1. A method for producing complexes between an antigen peptide and a major histocompatibility complex (MHC), comprising:

(a) providing an Escherichia coli cell under conditions suitable for expression, wherein the E. coli cell comprises one or more sequences encoding a MHC, one or more sequences encoding one or more heterologous oxidation enzymes, and a sequence encoding an antigen peptide; and
(b) isolating complexes between the antigen peptide and MHC (pMHC) from the E. coli cell.

2. The method of claim 1, wherein the one or more sequences encoding a MHC comprise:

a sequence encoding human leukocyte antigen (HLA) that is at least 70% identical to or is 100% identical to NCBI Reference Sequence: NM_002116.8; Gene ID: 3105; and/or
a sequence encoding beta-2-microglobulin (B2M) that is at least 70% identical to or is 100% identical to NCBI Reference Sequence: NM_004048.4; Gene ID: 567.

3. The method of claim 1 or claim 2, wherein the one or more sequences encoding one or more heterologous oxidation enzymes comprise a sequence encoding mitochondrial flavin adenine dinucleotide (FAD)-linked sulfhydryl oxidase (Erv1) and/or a sequence encoding protein disulfide isomerase (PDI).
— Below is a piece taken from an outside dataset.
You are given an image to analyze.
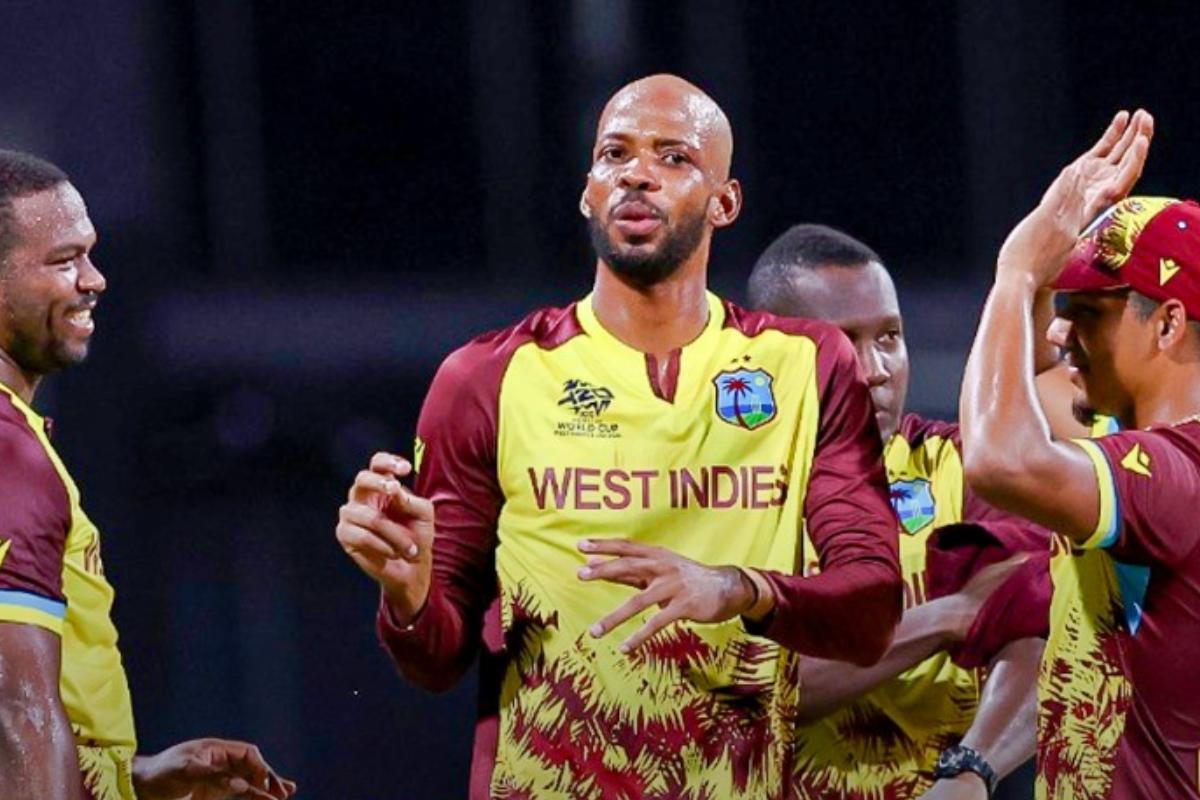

4. The method of claim 3, wherein the sequence encoding Erv1 is derived from Saccharomyces cerevisiae; and

wherein the sequence encoding Erv1 is at least 70% identical to or is 100% identical to NCBI Reference Sequence: NM_001181158.3; Gene ID: 852916.

5. The method of claim 3 or claim 4, wherein the sequence encoding PDI is derived from Saccharomyces cerevisiae or Homo sapiens; and

wherein the sequence encoding PDI is at least 70% identical to or is 100% identical to NCBI Reference Sequences: NM_001178688.1 or NM_006849.4; Gene IDs: 852916 or 850314.

6. The method of any one of claims 1-5, wherein the sequence encoding an antigen peptide encodes an antigen peptide that is further modified by fusion to a protein label.

7. The method of claim 6, wherein the protein label is ubiquitin-like protein SMT3; and

wherein the sequence of SMT3 is at least 80% identical to or is 100% identical to NCBI Reference Sequence: NP_010798.1; Gene ID: 852122.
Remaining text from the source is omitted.